Turkish Artist Zehra Doğan Detained in Berlin

Artist and activist Zehra Doğan, who was recently incarcerated in Turkey for painting the destruction of a Kurdish city by the military, was detained in Berlin along with several collaborators on Saturday, July 13 for participating in an unauthorized public performance-art piece at the city’s Pergamon Museum.

Doğan, and the artists Juan Golan Eliberg, Aurélie Gerardin, and Thomas Lamouroux, staged the performance in protest of the imminent flooding and loss of Hasankeyf, an ancient Mesopotamian citadel and settlement in southeastern Turkey, due to the construction of the controversial Ilisu Dam. Once the dam, which is located about fifty miles downstream, is completed, it will raise the level of the Tigris River by 60 meters, submerging 80 percent of the 12,000-year-old city, which is home to hundreds of historical sites.

After concluding the performance—for which Eliberg and Lamouroux wore underwear and body paint while chanting, moving slowly, and eventually lying down next to numerous photographs of Hasankeyf that they scattered across the floor—the four artists were taken into police custody. Following an interrogation, they were released later that evening.

According to Doğan, they planned to hold the protest during the opening of the new James Simon Galerie on Berlin’s Museum Island, which more than 13,000 people attended, in order to gain greater visibility. They also chose the Pergamon as their setting because of its extensive holdings of ancient Near Eastern art.
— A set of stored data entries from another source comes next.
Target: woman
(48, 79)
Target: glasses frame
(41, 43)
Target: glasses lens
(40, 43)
Because of the action, the museum has barred the activists from the institution for the next ninety-nine years. They had also carried out a similar performance at the Louvre last month.

Doğan is a founding member of the women’s news agency Jinha. While on assignment for the organization in 2015, she created a painting depicting Turkish forces following a military operation at the Kurdish city of Nusaybin. In the work, smoke rises from buildings that had taken fire and were completely or partially destroyed, and a Turkish flag hangs from the rubble.

Doğan was later accused of circulating terrorist propaganda for posting a photo of her work on social media. She was sentenced to two years and ten months in prison, which led to international outrage. Doğan was released this past February after two years and one month behind bars.